Die kleine Beobachtung

"JA, der hat sich da ein Haus gekauft. In Hiltrup, da an der Marktalle, da geht doch diese Straße rein". Habe ich Lust, Leuten zuzuhören, wo und warum und wie und wer sich ein Haus kauft? NEEEEIIIIN!
Aber auf mich nimmt ja hier keiner Rücksicht. Also weiter. Einer spricht. Zwei Mädels nicken mit den Köpfen, schlecken Eis, schauen nebenbei auf's Handy und steuern ein "Ah, ja ..." bei. Er wieder: "War auch nicht soo teuer. Also 500.000". Eine von den Mädels: "Ja echt? Krass. Geht ja." Er: "Ja, war ja auch mit Grundstück". Sie: "Würd' ich auch so machen".

Die Dreierkombo latscht vor mir her. Maßgeschneiderte Klamotte, perfekte Frisuren, gute Schuhe. Tempo drauf. Lautstärke hoch. Alter? Keine Ahnung, irgendwas zwischen Pampers und erstem Gehalt? Ich bin genervt. Bleibe einfach stehen, nestle an meinen Taschen rum, damit ich mehr Meter zwischen sie und mich legen kann. Das klappt. Ihr Geplapper wird leiser, ich atme auf.

Bin ich neidisch? Will ich auch Klamotte, Frisur, Geld und Haus in Hiltrup ergo mehr Reichtum? Ich weiß es nicht. Ich lass' mal den Film zurückspulen. Zeitlupe.
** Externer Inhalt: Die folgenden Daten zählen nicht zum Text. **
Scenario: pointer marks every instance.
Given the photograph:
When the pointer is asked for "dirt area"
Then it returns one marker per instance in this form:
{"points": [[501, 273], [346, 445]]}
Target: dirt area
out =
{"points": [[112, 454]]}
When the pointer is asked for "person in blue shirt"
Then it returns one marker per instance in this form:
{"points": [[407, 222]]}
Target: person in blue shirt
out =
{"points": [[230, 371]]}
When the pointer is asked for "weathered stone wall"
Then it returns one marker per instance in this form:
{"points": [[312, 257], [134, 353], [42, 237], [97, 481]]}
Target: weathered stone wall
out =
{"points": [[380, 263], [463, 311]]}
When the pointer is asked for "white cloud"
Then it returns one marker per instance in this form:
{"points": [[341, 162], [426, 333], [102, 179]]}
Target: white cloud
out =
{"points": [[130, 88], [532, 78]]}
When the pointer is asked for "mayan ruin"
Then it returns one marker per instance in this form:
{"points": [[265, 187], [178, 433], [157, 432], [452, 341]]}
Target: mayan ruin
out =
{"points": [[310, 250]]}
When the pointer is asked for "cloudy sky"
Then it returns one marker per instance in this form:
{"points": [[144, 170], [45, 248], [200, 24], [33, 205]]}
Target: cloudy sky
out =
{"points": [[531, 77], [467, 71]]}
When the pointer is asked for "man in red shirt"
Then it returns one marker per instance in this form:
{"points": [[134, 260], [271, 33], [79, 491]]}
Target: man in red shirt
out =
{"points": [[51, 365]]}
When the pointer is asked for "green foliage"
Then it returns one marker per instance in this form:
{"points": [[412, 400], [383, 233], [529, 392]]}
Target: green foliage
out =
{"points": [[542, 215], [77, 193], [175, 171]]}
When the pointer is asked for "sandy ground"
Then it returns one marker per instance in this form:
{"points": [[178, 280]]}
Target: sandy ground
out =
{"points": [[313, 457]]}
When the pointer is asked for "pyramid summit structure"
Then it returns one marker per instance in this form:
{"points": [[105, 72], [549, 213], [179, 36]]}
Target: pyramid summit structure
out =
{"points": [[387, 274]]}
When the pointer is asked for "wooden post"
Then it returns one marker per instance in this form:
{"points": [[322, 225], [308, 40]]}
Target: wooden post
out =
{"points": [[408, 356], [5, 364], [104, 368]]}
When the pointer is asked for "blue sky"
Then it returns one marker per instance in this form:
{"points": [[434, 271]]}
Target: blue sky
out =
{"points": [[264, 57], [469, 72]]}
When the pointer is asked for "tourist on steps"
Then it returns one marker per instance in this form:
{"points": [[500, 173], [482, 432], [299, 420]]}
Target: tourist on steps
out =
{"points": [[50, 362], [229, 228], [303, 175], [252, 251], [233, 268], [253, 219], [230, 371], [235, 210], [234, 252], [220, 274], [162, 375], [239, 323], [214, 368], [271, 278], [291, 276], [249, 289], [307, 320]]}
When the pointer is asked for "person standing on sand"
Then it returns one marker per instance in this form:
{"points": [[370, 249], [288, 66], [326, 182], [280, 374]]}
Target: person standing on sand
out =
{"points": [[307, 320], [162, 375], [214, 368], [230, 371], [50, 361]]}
Ich vor der Kasse im dm. Musste noch rechts ins Regal greifen, Kaffee war aus. Habe mich kurz bei der Frau vor dem Regal entschuldigt. Corona macht ja was mit einem. Sie lächelt mich an: "Danke, kein Problem, dann gehe ich mal zur Seite". Die Dreikombo vor mir crasht die ganze Schlange, guckt recht, geht links, quetscht sich hierhin und dahin, bis man alles zusammenhat. Der Blick an der Kasse geht nicht zur Kassiererin, sondern auf's Handy. Eis lutschend und Smartphone glotzend wird sich vorbeigeschleust. Draußen wird der Knopf am Lautstärkeregler so hochgedreht, dass der ganze Parkplatz weiß, wieviel das Haus in Hiltrup gekostet hat und wie coooool das ist. 

Slo-Motion wieder aus bin ich gar nicht mehr neidisch. Ich weiß noch, wie ich mich höflich anderen Menschen gegenüber zu benehmen habe. Ich weiß auch noch, dass 500.000 umgerechnet 1.000.000 sind. Die konnten wir uns damals nicht leisten, also weder meine Großeltern noch meine Eltern noch ich, und heute auch nicht. Tja, was bleibt jetzt übrig von meiner Beobachtung über Höflichkeit, Bescheidenheit und was weiß ich.

Keine Ahnung, vielleicht, dass Demut eine Frage von Lebenserfahrung ist? Vielleicht, dass ich oft denke, ihr seid nur Wirtschaftsfutter und werdet es auch noch irgendwann merken? Auf jeden Fall glaube ich daran, dass die Welt ein besserer Ort wäre, wären nur alle leiser und höflicher.